The kids can do it themselves, which is good too. Hold one end of the
page horizontally, just below your lower lip (the other end will be
sagging straight down). Now blow, and the sagging end of the paper will
rise up and flap around due to the movement of air over it.
(republished on 07/30/06)
Follow-Up #1: Bernoulli?
The answer you gave is wrong. The reason the paper rises is not due to Bernoullis Theorem but due to the fact that the first portion of the paper is curved. The air going over this curve goes straight on causing a pressure reduction in the next section of paper. You can easily disprove Bernoullis Theorem by putting a sheet of paper horizontally on a flat surface and bloeing over it. Even with a powerful blower it will nor rise one iota. Bernoullis theorem has nothing to do with the lift in aerofoils either.
- Roger Pendleton (age 63)
It's true that in the simple paper-blowing experiment Mats mentioned other effects besides Bernoulli's effect could get mixed in. Also, unlike what one reads in many sources the main lift source of modern airplanes comes from the tilt of the wings, with the Bernoulli effect making a smaller contribution. That does not mean that the Bernoulli effect is false- it's very real and plays a major role in many fluid flow situations.

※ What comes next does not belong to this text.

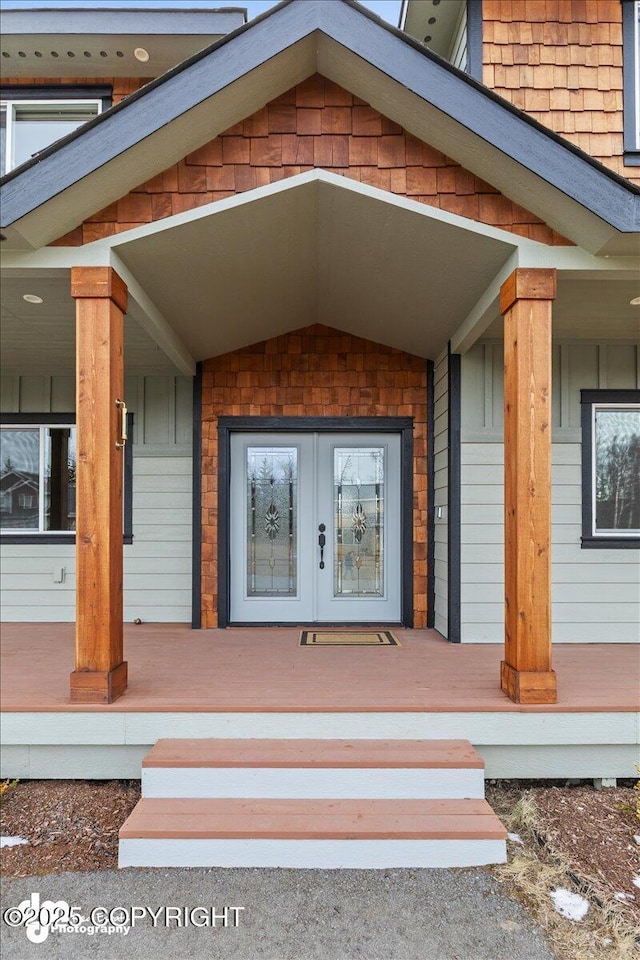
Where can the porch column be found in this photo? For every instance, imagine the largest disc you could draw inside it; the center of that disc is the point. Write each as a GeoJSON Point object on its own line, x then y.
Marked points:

A nice summary of examples, and a discussion of the conditions under which the Bernoulli effect is found, may be found athttp://en.wikipedia.org/wiki/Bernoulli's_equation
(published on 03/08/08)
Follow-Up #2: Bernoulli
Roger, you yourself are quite wrong in trying to disprove Bernoulli's Theorem! Everyone seems to forget Bernoulli gave us just that - a Theorem! And it describes pressure static) with velocity. If your paper sheet is horizontally flat, with no curviture at all, then there is no change in the flow of air, therefore no change in the pressure differential, so of course it will not rise "one iota"! No one disputes pressure equalisation, so as long as there is a pressure differential between the top and bottom surfaces(like blowing over the top of a sheet of paper) you will get a reaction. Sure, there are other ideas involved in the total production of lift on an aerofoil, but you did not disprove Bernoulli one iota. And the pilot father was, afterall simply trying to explain an idea to a child!
- Simon (age 27)
You're absolutely right that we should have pointed out that this is a theorem, not a speculation. The theorem does involve some assumptions which are not exactly true of real materials (incompressibility, lack of viscosity) but adding in those complications doesn't make the Bernoulli effect vanish.
(published on 09/22/09)
Follow-up on this answer.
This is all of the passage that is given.